Zolpidem Use and Risk of Fracture in Elderly Insomnia Patients.
10.3961/jpmph.2012.45.4.219
- Author:
Dong Yoon KANG
1
;
Soyoung PARK
;
Chul Woo RHEE
;
Ye Jee KIM
;
Nam Kyong CHOI
;
Joongyub LEE
;
Byung Joo PARK
Author Information
1. Department of Preventive Medicine, Seoul National University College of Medicine, Seoul, Korea. bjpark@snu.ac.kr
- Publication Type:Original Article
- Keywords:
Zolpidem;
Bone fractures;
Case-crossover design;
Aged;
Hypnotic;
Sleep initiation and maintenance disorders
- MeSH:
Aged;
Aged, 80 and over;
Benzodiazepines/adverse effects/therapeutic use;
Cross-Over Studies;
Female;
Fractures, Bone/chemically induced/*epidemiology;
Humans;
Hypnotics and Sedatives/adverse effects/therapeutic use;
Male;
Odds Ratio;
Pyridines/*adverse effects/*therapeutic use;
Republic of Korea/epidemiology;
Risk Assessment;
Risk Factors;
Sleep Initiation and Maintenance Disorders/*drug therapy
- From:Journal of Preventive Medicine and Public Health
2012;45(4):219-226
- CountryRepublic of Korea
- Language:English
-
Abstract:
OBJECTIVES: To evaluate the risk of fractures related with zolpidem in elderly insomnia patients. METHODS: Health claims data on the entire South Korean elderly population from January 2005 to June 2006 were extracted from the Health Insurance Review and Assessment Service database. We applied a case-crossover design. Cases were defined as insomnia patients who had a fracture diagnosis.
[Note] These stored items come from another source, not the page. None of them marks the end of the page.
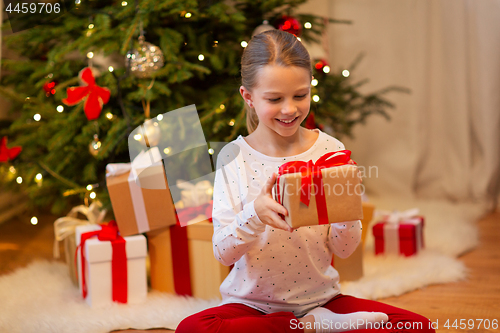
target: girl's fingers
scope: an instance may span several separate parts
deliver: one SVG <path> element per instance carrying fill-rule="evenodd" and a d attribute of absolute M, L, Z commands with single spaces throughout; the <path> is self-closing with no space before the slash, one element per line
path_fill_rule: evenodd
<path fill-rule="evenodd" d="M 293 229 L 286 223 L 284 220 L 281 219 L 279 215 L 275 215 L 274 217 L 271 217 L 272 220 L 272 226 L 274 228 L 282 229 L 285 231 L 290 231 L 292 232 Z"/>
<path fill-rule="evenodd" d="M 275 229 L 281 229 L 290 232 L 293 231 L 293 229 L 283 220 L 273 220 L 272 223 L 268 224 Z"/>
<path fill-rule="evenodd" d="M 288 211 L 286 210 L 286 208 L 285 208 L 285 207 L 283 207 L 282 205 L 280 205 L 280 204 L 279 204 L 279 203 L 277 203 L 277 202 L 275 202 L 275 203 L 273 204 L 272 209 L 273 209 L 276 213 L 278 213 L 278 214 L 282 214 L 282 215 L 284 215 L 284 216 L 287 216 L 287 215 L 288 215 Z"/>
<path fill-rule="evenodd" d="M 292 227 L 290 227 L 288 225 L 288 223 L 286 223 L 285 221 L 283 221 L 281 219 L 280 219 L 280 228 L 283 229 L 283 230 L 285 230 L 285 231 L 289 231 L 289 232 L 293 231 Z"/>
<path fill-rule="evenodd" d="M 264 184 L 264 187 L 262 187 L 262 193 L 272 195 L 272 188 L 275 182 L 276 182 L 276 173 L 273 172 L 271 178 L 269 178 Z"/>
<path fill-rule="evenodd" d="M 283 222 L 283 230 L 292 232 L 293 228 L 288 225 L 285 221 L 281 220 Z"/>

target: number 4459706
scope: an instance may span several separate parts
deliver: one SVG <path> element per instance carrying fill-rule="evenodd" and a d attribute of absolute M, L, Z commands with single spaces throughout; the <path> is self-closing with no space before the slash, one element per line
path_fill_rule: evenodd
<path fill-rule="evenodd" d="M 497 329 L 498 328 L 498 319 L 455 319 L 453 323 L 450 324 L 450 319 L 446 320 L 446 323 L 443 325 L 447 329 Z"/>
<path fill-rule="evenodd" d="M 55 4 L 52 4 L 50 2 L 47 2 L 47 3 L 45 3 L 45 2 L 39 2 L 39 3 L 23 2 L 23 3 L 17 3 L 16 6 L 14 8 L 12 8 L 12 3 L 9 3 L 7 8 L 5 8 L 5 11 L 8 13 L 15 12 L 15 13 L 23 13 L 23 14 L 26 14 L 26 13 L 32 13 L 32 14 L 34 14 L 34 13 L 39 13 L 39 14 L 56 13 L 56 14 L 58 14 L 59 12 L 61 12 L 61 4 L 57 3 L 57 2 Z"/>

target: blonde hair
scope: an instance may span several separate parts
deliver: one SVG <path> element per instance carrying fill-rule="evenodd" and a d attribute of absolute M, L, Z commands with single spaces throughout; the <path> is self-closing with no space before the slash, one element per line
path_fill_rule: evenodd
<path fill-rule="evenodd" d="M 252 37 L 241 57 L 241 84 L 252 91 L 257 86 L 259 70 L 266 65 L 302 67 L 312 76 L 309 52 L 297 37 L 281 30 L 268 30 Z M 246 103 L 245 112 L 250 134 L 259 125 L 259 118 Z"/>

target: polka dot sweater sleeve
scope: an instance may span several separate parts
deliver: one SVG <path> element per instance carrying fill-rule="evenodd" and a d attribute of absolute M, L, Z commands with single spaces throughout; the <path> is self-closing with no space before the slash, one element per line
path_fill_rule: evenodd
<path fill-rule="evenodd" d="M 215 175 L 212 243 L 215 258 L 226 266 L 238 261 L 266 228 L 255 213 L 255 200 L 243 204 L 241 176 L 236 161 L 221 165 Z"/>
<path fill-rule="evenodd" d="M 360 220 L 331 223 L 328 247 L 340 258 L 349 257 L 361 242 Z"/>

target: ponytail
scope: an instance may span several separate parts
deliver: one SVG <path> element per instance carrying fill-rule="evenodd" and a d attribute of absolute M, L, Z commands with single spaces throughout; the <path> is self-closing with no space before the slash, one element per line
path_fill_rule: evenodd
<path fill-rule="evenodd" d="M 259 118 L 255 113 L 255 109 L 251 108 L 247 103 L 245 103 L 245 113 L 247 115 L 247 131 L 250 134 L 257 129 Z"/>

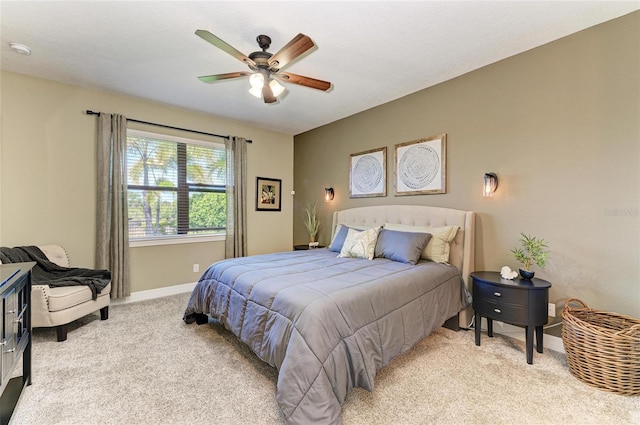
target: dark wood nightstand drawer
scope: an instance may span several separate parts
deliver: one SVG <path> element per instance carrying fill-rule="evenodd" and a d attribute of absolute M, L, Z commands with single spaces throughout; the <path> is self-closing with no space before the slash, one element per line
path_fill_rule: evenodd
<path fill-rule="evenodd" d="M 528 309 L 526 306 L 496 303 L 488 300 L 475 300 L 474 309 L 485 317 L 513 325 L 526 326 Z"/>
<path fill-rule="evenodd" d="M 501 303 L 519 304 L 526 306 L 529 301 L 528 291 L 520 288 L 506 288 L 504 286 L 482 283 L 473 285 L 473 297 Z"/>

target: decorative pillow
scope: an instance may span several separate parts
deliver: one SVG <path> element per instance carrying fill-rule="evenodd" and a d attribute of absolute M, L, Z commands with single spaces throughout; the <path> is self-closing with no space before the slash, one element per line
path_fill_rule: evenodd
<path fill-rule="evenodd" d="M 373 260 L 379 232 L 380 227 L 374 227 L 373 229 L 363 231 L 349 229 L 338 257 L 366 258 L 367 260 Z"/>
<path fill-rule="evenodd" d="M 344 240 L 347 237 L 348 232 L 349 227 L 338 224 L 338 231 L 333 236 L 331 245 L 329 245 L 329 251 L 340 252 L 342 250 L 342 245 L 344 245 Z"/>
<path fill-rule="evenodd" d="M 362 230 L 373 229 L 374 227 L 381 227 L 375 225 L 361 225 L 356 227 L 345 226 L 344 224 L 338 224 L 338 231 L 334 234 L 333 240 L 329 245 L 329 251 L 340 252 L 342 250 L 342 245 L 344 244 L 344 239 L 347 237 L 347 232 L 349 229 L 357 230 L 361 232 Z"/>
<path fill-rule="evenodd" d="M 401 263 L 416 264 L 430 238 L 429 233 L 382 229 L 378 234 L 375 256 Z"/>
<path fill-rule="evenodd" d="M 422 258 L 436 263 L 449 263 L 449 243 L 456 237 L 458 226 L 410 226 L 408 224 L 385 223 L 385 229 L 400 232 L 430 233 L 431 238 L 422 250 Z"/>

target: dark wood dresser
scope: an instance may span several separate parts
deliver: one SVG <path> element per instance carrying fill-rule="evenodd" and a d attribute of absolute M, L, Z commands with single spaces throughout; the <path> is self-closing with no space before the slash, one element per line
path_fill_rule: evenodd
<path fill-rule="evenodd" d="M 9 423 L 22 390 L 31 385 L 31 269 L 36 263 L 0 265 L 2 338 L 0 424 Z M 22 356 L 22 375 L 15 374 Z"/>

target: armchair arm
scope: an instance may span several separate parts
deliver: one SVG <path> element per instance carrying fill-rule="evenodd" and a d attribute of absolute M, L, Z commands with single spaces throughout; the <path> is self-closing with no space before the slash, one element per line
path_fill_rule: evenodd
<path fill-rule="evenodd" d="M 31 323 L 34 327 L 53 326 L 49 314 L 48 285 L 33 285 L 31 288 Z"/>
We set the hazard period of 1 day length prior to the fracture date and four control periods of the same length at 5, 10, 15, and 20 weeks prior to the fracture date. Time independent confounding factors such as age, gender, lifestyle, cognitive function level, mobility, socioeconomic status, residential environment, and comorbidity could be controlled using the casecrossover design. Time dependent confounding factors, especially co-medication of patients during the study period, were adjusted by conditional logistic regression analysis. The odds ratios and their 95% confidence intervals (CIs) were estimated for the risk of fracture related to zolpidem. RESULTS: One thousand five hundred and eight cases of fracture were detected in insomnia patients during the study period. In our data, the use of zolpidem increased the risk of fracture significantly (adjusted odds ratio [aOR], 1.72; 95% CI, 1.37 to 2.16). However, the association between benzodiazepine hypnotics and the risk of fracture was not statistically significant (aOR, 1.00; 95% CI, 0.83 to 1.21). Likewise, the results were not statistically significant in stratified analysis with each benzodiazepine generic subgroup. CONCLUSIONS: Zolpidem could increase the risk of fracture in elderly insomnia patients. Therefore zolpidem should be prescribed carefully and the elderly should be provided with sufficient patient education.